I work for a company that develops services and maintains its own software platform. I like to think that my day-to-day dealings with our in-house IT department, software installation people, navigation and troubleshooting folks here at work has rubbed off on me enough so that I can operate around computers and various gadgets without looking like a complete bumbler.
Perhaps you’ll understand what a blow it is to my fragile techno-ego when my 11-year-old son surpasses me time and again with working knowledge and solution speed on pretty much any device we own in the house.
However, the slow learner in me refuses to accept the obvious fact that the generation behinds me is always going to be better at using any electronic, computer or “smart” device that the innovative free market can come up with. That this particular generation has never known a time without such technology shows. So, I embrace and support technology in the classroom. However, I do have some concerns regarding the recent open, free-for-all policy that has been implemented at West Hills Elementary STEM Academy for this school year.

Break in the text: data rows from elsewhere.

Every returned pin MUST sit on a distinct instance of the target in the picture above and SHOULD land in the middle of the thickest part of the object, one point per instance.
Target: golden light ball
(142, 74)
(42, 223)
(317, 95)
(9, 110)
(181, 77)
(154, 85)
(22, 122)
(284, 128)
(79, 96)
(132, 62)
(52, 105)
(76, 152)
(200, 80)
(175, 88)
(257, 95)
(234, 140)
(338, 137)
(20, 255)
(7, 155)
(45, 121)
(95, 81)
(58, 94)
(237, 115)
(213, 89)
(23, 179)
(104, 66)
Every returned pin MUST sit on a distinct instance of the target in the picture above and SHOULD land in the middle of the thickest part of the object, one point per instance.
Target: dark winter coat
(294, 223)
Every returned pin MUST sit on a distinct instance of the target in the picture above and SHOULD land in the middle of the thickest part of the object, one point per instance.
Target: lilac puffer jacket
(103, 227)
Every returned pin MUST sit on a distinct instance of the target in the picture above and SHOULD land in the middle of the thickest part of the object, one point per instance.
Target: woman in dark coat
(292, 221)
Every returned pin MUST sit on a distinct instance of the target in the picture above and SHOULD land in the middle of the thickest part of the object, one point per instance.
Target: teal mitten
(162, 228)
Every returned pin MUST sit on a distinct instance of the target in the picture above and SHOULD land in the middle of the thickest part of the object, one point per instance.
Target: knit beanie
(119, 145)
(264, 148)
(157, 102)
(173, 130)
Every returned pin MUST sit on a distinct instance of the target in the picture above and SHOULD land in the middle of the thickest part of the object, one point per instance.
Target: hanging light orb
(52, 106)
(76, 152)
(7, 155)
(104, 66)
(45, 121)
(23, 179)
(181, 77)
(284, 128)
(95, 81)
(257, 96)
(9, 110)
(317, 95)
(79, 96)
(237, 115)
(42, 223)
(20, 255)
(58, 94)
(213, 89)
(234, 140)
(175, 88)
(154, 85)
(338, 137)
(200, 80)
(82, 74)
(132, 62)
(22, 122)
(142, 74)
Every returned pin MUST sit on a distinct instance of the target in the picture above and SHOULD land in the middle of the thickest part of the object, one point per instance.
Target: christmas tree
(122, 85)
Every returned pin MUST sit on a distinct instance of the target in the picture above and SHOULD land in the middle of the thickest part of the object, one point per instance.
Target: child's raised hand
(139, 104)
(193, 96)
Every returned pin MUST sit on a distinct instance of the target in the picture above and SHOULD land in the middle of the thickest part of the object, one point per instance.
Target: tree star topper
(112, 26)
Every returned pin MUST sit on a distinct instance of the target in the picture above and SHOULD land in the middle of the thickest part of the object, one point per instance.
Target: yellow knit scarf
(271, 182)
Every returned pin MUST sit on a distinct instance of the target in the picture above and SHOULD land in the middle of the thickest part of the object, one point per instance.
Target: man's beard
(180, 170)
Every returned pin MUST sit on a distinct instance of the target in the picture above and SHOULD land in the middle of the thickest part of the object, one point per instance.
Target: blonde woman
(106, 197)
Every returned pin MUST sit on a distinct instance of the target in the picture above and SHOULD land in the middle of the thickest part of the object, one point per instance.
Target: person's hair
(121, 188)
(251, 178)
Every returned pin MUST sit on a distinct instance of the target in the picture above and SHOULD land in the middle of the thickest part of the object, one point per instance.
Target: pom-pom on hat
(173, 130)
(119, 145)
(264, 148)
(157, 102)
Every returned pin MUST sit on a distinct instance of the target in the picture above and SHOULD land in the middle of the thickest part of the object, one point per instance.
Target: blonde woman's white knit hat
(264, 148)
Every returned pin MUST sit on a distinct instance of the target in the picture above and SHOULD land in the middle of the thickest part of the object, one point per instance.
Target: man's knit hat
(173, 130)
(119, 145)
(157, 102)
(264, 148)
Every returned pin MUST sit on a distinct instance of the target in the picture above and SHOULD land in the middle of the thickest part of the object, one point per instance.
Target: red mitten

It was announced through the local media on September 3rd that a pilot program had been crafted that would allow kids to bring their own personal technology devices to school for possible coordinated use in the classroom. It would not be a requirement by any means. Parents would choose to allow the devices to travel to and from school with students or not.
I think the kids’ being able to learn on their own devices is an excellent teaching opportunity. However, everything comes with a cost and needs to be well thought out, regulated and planned for. We are now well into the second week of school.
The original announcement indicated several things that concerned me. The first of which is the fact that these devices will be allowed out on the playground during a time when a significant amount of effort is being put into teaching children that playtime outside is important for overall heath when it involves physical activity.
A correct balance must be maintained between electronic device usage and the rest of a child’s social and physical activities in effort to avoid childhood obesity.
The second piece of the original announcement talked about a contract that students will be asked to sign regarding use. As of now, students have only been told what is appropriate use of their personal equipment is. Nothing in the way of information or guidelines has made its way home to parents. Nothing about this new policy has been listed on the district or individual school website.
As a West Hills Parent, I am at a complete loss on what this new policy is or even means. I’m also concerned about what students will or will not be able to access on the internet at school. What I allow and find to be appropriate content for my child and have password protected on the devices he accesses, may or may not be what other parents restrict or allow. The whole thing begs a few questions such as what is going to be passed around on school property and school time? And, what are the boundaries and consequences going to be?
This is a great idea that needed better preparation, planning and information access before implementation. I look forward to seeing, hearing and understanding what the school district and the schools distribute to parents about this new policy in the coming days and weeks. The information will better prepare a parent and “consumer” to best decide if and what type of devices go to school with a child.